Search for game completion times

Example Prompts for HowLongToBeat in LangChain

Ready-to-use prompts you can give your LangChain agent to start working with HowLongToBeat immediately.

01

"How long does it take to beat the main story of The Witcher 3?"

02

"Is 'Hades' a short game for a completionist?"

03

"Compare the completion times for 'Skyrim' and 'Starfield'."

Troubleshooting HowLongToBeat MCP Server with LangChain

Common issues when connecting HowLongToBeat to LangChain through the Vinkius, and how to resolve them.

01

MultiServerMCPClient not found

Install: pip install langchain-mcp-adapters

HowLongToBeat + LangChain FAQ

Common questions about integrating HowLongToBeat MCP Server with LangChain.

01

How does LangChain connect to MCP servers?

Use langchain-mcp-adapters to create an MCP client. LangChain discovers all tools and wraps them as native LangChain tools compatible with any agent type.
02

Which LangChain agent types work with MCP?
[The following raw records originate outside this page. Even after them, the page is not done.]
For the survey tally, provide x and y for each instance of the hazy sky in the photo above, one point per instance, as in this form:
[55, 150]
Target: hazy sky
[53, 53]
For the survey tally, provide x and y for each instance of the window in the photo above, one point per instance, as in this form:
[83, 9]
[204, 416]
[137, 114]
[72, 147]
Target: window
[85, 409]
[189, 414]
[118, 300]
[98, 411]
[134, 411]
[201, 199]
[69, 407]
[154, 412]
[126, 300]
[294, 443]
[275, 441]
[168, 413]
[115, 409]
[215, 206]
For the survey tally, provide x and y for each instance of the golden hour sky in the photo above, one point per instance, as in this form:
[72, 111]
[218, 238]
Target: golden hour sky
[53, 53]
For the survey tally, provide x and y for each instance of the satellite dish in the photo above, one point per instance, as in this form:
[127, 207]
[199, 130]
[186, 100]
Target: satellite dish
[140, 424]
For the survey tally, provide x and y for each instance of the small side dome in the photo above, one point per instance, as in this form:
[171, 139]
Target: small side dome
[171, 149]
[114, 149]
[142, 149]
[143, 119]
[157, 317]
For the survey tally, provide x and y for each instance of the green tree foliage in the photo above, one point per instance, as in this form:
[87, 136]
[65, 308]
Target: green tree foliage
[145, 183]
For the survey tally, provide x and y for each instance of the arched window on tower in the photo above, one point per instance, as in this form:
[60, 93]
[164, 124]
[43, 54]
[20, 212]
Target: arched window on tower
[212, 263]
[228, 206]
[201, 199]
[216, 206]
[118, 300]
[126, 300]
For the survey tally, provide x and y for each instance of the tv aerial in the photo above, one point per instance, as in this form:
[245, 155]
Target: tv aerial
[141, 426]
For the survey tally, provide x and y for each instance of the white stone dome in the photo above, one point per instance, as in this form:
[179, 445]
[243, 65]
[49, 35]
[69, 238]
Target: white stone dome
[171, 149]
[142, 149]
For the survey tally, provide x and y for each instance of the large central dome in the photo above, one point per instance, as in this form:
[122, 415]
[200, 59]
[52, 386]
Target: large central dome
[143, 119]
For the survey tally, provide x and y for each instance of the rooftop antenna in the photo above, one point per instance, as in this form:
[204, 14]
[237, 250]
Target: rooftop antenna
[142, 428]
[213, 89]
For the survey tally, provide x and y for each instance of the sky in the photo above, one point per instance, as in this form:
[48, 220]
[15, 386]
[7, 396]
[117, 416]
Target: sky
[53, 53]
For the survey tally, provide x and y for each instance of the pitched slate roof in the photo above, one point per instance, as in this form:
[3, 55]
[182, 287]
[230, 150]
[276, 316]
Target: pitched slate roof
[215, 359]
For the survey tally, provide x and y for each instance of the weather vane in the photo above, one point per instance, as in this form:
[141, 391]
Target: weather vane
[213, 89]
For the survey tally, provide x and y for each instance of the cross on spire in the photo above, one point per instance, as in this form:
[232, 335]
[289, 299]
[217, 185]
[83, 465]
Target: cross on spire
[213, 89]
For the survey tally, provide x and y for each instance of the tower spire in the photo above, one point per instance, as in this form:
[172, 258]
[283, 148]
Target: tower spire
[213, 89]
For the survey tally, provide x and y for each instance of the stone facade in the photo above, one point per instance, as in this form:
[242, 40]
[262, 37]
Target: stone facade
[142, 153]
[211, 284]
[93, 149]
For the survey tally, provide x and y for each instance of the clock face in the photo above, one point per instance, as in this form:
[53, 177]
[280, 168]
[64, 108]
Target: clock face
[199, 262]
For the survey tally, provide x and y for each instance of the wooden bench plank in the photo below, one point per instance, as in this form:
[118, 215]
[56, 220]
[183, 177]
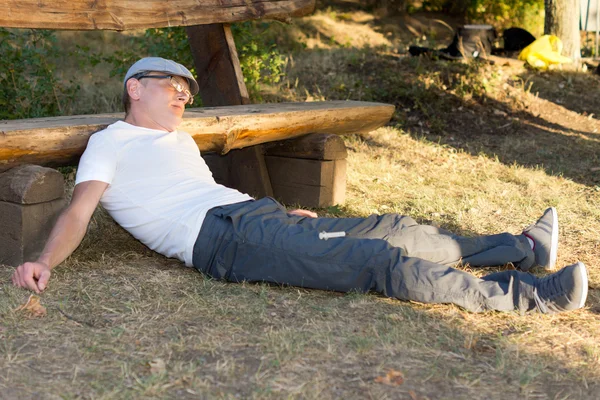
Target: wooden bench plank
[61, 140]
[134, 14]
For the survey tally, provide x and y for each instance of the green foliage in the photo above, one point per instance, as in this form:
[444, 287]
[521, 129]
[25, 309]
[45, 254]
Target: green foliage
[261, 62]
[526, 14]
[29, 86]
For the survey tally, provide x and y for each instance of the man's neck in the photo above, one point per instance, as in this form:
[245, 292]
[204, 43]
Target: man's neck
[148, 123]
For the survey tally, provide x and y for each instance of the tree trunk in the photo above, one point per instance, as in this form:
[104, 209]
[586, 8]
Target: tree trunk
[562, 20]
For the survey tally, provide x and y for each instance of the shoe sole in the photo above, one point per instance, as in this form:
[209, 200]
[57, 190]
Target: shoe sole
[584, 280]
[554, 241]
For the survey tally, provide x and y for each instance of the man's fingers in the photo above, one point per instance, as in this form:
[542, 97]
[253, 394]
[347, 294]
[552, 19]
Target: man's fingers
[30, 283]
[43, 280]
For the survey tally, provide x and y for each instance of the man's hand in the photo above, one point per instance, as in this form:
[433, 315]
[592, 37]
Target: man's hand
[32, 275]
[303, 213]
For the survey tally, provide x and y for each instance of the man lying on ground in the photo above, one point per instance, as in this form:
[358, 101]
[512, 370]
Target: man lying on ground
[151, 179]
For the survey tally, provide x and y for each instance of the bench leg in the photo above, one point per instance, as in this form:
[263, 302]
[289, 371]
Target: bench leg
[243, 169]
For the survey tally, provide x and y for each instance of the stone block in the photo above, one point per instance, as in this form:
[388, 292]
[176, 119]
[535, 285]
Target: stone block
[31, 198]
[31, 184]
[309, 171]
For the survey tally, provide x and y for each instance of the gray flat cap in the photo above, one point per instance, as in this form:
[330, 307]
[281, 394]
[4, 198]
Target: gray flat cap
[158, 64]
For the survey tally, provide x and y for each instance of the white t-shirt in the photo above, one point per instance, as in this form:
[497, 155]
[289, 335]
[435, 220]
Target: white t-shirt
[159, 187]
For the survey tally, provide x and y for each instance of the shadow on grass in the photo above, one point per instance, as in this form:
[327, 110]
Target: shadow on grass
[254, 340]
[576, 91]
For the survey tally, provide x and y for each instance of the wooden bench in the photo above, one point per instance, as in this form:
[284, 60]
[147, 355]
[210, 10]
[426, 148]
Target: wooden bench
[230, 132]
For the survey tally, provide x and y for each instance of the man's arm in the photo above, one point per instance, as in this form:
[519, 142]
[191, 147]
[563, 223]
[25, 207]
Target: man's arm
[64, 238]
[303, 213]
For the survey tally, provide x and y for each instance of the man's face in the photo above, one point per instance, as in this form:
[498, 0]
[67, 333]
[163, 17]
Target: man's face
[158, 102]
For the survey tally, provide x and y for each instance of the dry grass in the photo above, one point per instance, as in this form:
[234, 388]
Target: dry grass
[449, 158]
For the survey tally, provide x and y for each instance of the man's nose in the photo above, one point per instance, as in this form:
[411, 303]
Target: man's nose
[184, 96]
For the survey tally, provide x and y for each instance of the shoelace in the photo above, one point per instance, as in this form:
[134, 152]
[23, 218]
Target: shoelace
[550, 288]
All agent types including ReAct, OpenAI Functions, and custom agents work with MCP tools. The tools appear as standard LangChain tools after the adapter wraps them.
03

Can I trace MCP tool calls in LangSmith?

Yes. All MCP tool invocations appear as traced steps in LangSmith, showing input parameters, response payloads, latency, and token usage.

Connect HowLongToBeat to LangChain

Get your token, paste the configuration, and start using 1 tools in under 2 minutes. No API key management needed.